I welcome everyone to today's hearing on the consolidation of HUD's McKinney Homeless Assistance Programs.
This is the first of a number of legislative hearings that the Housing and Transportation Subcommittee will hold throughout the summer. The purpose of these hearings will be to explore housing reform proposals before the Congress.
Within the next several weeks I will release a discussion draft of housing reform legislation. This legislation will include consolidation the homeless programs at HUD. The purpose of this hearing is to solicit testimony on the most appropriate means of consolidation.
This hearing is timely for another reason. Several years ago, seven Senate Committee and Subcommittee chairmen requested that the General Accounting Office begin a major project to study and report to Congress on the state of the federal government's homeless programs.
This request was the result of two concerns, first, that federal programs may not be effective in ending homelessness, and second, that there was a tremendous lack of coordination between the numerous federal programs.
The GAO has now completed three of the four studies that are planned, with the final one due out in July.
The GAO's testimony today will focus on the first study, which surveyed the large number of federal homeless programs. That study found that there are 50 federal programs with funds that can assist the homeless, with 16 programs targeted exclusively at the homeless. These figures alone support the case for consolidation.
In 1987, Congress passed the McKinney Homeless Assistance Act. This Act was designed to provide a comprehensive federal response to the problem of homelessness.
Until the 1980's, the problems confronted by the homeless were mainly addressed at the state and local level. The McKinney Act represented a consensus that had developed that a major federal commitment was required in order to end homelessness.
Since this legislation was enacted, Congress has appropriated over $11 billion under the HUD McKinney programs.
Yet today, there is no evidence that the number of homeless has declined. It may actually have increased. In my view, the federal government should be held accountable for a lack of results.
I want to make clear that I do not pretend to have the answer to how we deal with homelessness. But one thing is clear to me, we have got to do better! This hearing is to begin a discussion on how we do better.

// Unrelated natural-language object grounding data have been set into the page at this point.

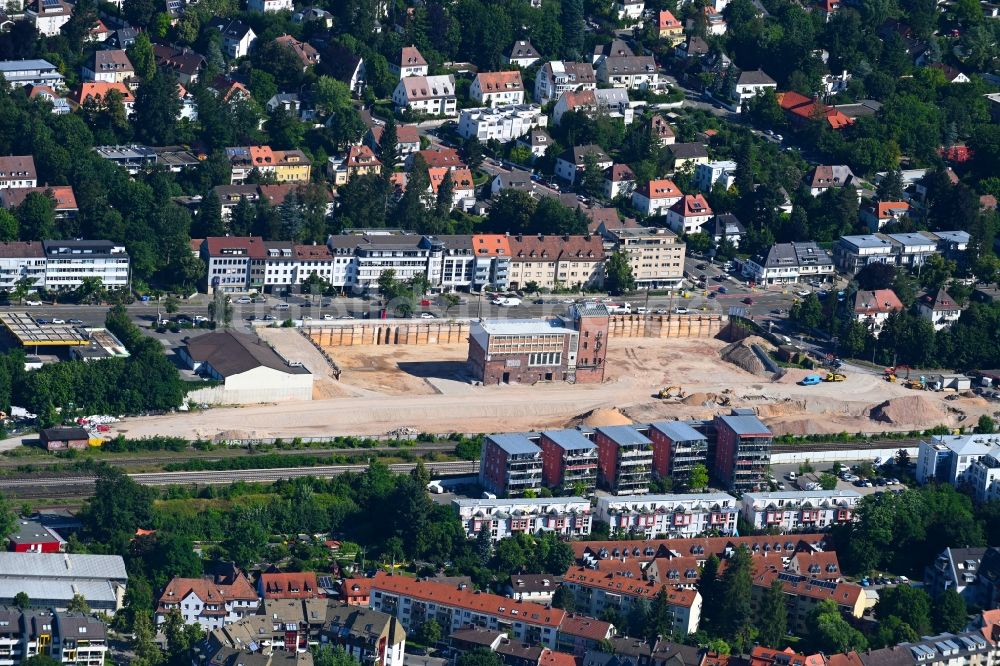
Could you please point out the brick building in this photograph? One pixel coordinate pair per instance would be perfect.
(568, 459)
(624, 460)
(742, 450)
(677, 448)
(571, 347)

My view is that we should block grant the dollars directly to the states and localities. But I am happy to listen to the views of those who disagree and who have suggestions on how to most effectively structure a block grant.
It seems to me that a block grant accomplishes two major things. First, it gives local communities the flexibility to deal with the unique situations in their jurisdiction -- the problem of homelessness is very different in Colorado, than it is in Washington DC or New York.

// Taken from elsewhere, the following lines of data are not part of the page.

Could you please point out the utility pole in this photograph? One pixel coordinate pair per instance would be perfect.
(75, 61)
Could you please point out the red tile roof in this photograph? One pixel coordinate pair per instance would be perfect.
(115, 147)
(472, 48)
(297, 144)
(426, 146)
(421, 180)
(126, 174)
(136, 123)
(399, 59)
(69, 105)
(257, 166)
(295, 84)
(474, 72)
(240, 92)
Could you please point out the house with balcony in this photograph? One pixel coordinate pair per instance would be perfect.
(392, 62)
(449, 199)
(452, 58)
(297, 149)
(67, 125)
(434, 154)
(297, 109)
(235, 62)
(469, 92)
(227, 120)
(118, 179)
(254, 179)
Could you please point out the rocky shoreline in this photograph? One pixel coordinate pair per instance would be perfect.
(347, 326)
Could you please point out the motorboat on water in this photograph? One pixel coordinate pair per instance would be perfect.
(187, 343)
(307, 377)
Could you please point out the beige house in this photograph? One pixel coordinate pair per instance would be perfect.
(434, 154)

Second, a block grant gives communities a predictable funding stream so that they can plan ahead in order to integrate homeless assistance with other government funds and begin to build a strong continuum of care network in their communities.
The Subcommittee will hear today from a number of witnesses from city and state government. They strongly support a block grant, and believe that they are in the best position to deal with homelessness in their communities.
We have Barbara Richardson, from the City of Rockford, Illinois; William Shelton from the State of Virginia, and Richard Godfrey of the Mortgage Finance Authority for the State of Rhode Island.
In addition, we have Nan Roman of the National Alliance to End Homelessness, and John Parvensky of the Colorado Coalition for the Homeless. They do not support a block grant, and I will be listening carefully to their reasons.
We also have the Department of Housing and Urban Development which actively lobbied for a block grant until 1997. However, I understand that the Department no longer supports that position.
I want to particularly thank those witnesses that traveled a long distance to be here today.
We will begin on panel one with Stan Czerwinski of the General Accounting Office. He will give us an overview of the federal programs and lay the groundwork for a discussion of consolidation.
I would ask all of our witnesses to limit their oral statements to 5 minutes. The most beneficial part of this hearing will be the questions, and I want to have plenty of time for that.